Togashi: I think the hesitation is understandable. Demonstrating mitochondrial transfer convincingly in vivo is technically challenging: mitochondria are abundant, dynamic, and easy to mis-attribute due to imaging limitations, labeling artifacts, or contamination during cell isolation. In addition, the field has long emphasized mitochondria as strictly cell-autonomous organelles, so the conceptual shift takes time. In our case, we view the evidence as particularly strong because we can identify transferred mitochondria by shared genetic mutations in both clinical specimens and in vivo models, providing an orthogonal line of support beyond imaging alone. As methods improve, particularly lineage tracing, spatial approaches, and rigorous controls, I expect the evidence base will continue to strengthen and the community will converge.

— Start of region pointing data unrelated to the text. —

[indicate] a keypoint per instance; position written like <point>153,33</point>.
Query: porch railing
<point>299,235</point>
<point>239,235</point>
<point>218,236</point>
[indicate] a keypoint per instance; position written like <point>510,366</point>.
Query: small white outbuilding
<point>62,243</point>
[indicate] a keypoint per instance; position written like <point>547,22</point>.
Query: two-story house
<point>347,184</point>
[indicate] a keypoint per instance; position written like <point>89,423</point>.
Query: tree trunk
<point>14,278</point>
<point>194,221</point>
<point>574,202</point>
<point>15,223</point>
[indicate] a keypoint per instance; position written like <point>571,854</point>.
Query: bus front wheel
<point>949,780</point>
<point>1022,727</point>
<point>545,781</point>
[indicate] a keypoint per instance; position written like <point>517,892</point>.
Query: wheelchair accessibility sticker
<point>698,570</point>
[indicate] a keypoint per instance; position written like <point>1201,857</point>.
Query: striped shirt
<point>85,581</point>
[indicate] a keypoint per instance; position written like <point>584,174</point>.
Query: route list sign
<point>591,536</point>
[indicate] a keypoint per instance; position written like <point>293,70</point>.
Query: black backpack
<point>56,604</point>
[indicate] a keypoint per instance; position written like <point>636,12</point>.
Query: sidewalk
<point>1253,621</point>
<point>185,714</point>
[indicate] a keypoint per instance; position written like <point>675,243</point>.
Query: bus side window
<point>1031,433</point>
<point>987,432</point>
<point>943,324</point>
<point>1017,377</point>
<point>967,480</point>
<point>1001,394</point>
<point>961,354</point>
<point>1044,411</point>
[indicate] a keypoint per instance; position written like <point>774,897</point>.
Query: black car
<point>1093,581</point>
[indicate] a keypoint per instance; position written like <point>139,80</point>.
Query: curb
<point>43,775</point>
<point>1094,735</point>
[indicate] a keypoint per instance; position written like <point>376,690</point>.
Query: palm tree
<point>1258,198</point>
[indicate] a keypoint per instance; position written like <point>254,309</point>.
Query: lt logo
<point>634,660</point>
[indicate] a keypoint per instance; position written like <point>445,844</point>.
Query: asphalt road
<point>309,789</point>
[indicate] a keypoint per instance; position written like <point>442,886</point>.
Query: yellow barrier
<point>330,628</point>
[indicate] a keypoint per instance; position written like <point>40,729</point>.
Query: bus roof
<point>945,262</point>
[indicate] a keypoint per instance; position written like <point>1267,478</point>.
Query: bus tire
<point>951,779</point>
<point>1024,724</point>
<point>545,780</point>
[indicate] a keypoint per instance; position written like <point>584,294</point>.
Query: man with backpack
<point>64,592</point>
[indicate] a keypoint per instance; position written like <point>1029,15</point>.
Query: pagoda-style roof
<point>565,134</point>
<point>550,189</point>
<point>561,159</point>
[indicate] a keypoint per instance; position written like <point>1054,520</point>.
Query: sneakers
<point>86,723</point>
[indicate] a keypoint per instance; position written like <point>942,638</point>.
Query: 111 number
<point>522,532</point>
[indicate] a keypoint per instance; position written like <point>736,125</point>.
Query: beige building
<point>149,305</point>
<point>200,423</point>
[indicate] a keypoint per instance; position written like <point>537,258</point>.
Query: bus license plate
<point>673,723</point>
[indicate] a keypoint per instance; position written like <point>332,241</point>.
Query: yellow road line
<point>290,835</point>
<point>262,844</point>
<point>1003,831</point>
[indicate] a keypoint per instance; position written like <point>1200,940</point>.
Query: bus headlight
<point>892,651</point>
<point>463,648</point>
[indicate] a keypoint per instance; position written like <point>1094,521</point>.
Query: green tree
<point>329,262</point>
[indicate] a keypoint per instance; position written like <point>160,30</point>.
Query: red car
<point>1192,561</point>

MitoWorld: Do you have any speculation on how your findings might be translated to clinical applications?
Togashi: We see a few translational opportunities. First, tumor mtDNA mutation profiles could serve as biomarkers to stratify patients who are less likely to benefit from immune checkpoint inhibitors and, thus, help to guide treatment selection. Second, therapeutically targeting the transfer process or restoring mitochondrial quality control in recipient immune cells may help to preserve anti-tumor immunity. Third, these insights may inform combination strategies (e.g., pairing immunotherapy with mitochondria-targeted agents), thereby converting non-responders into responders.
MitoWorld: How did you become interested in mitochondria?
Togashi: My original training is in pulmonary medicine and thoracic oncology. From there, I became increasingly interested in cancer immunology, and during my postdoctoral period, I worked primarily on regulatory T cells. I was already aware of the accumulating evidence that mitochondrial dysfunction is an important feature of exhausted T cells, but when I was preparing to start my own laboratory, I was searching for an original research direction. Around that time, I learned about the phenomenon of mitochondrial transfer, and it immediately struck me as a fascinating and potentially transformative concept for understanding tumor-immune interactions. That was the starting point that led me to pursue this line of work.
Reference
Ikeda H, Kawase K, Nishi T, Watanabe T, Takenaga K, Inozume T, Ishino T, Aki S, Lin J, Kawashima S, Nagasaki J, Ueda Y, Suzuki S, Makinoshima H, Itami M, Nakamura Y, Tatsumi Y, Suenaga Y, Morinaga T, Honobe-Tabuchi A, Ohnuma T, Kawamura T, Umeda Y, Nakamura Y, Togashi Y (2025) Immune evasion through mitochondrial transfer in the tumour microenvironment. Nature 638: 225-236.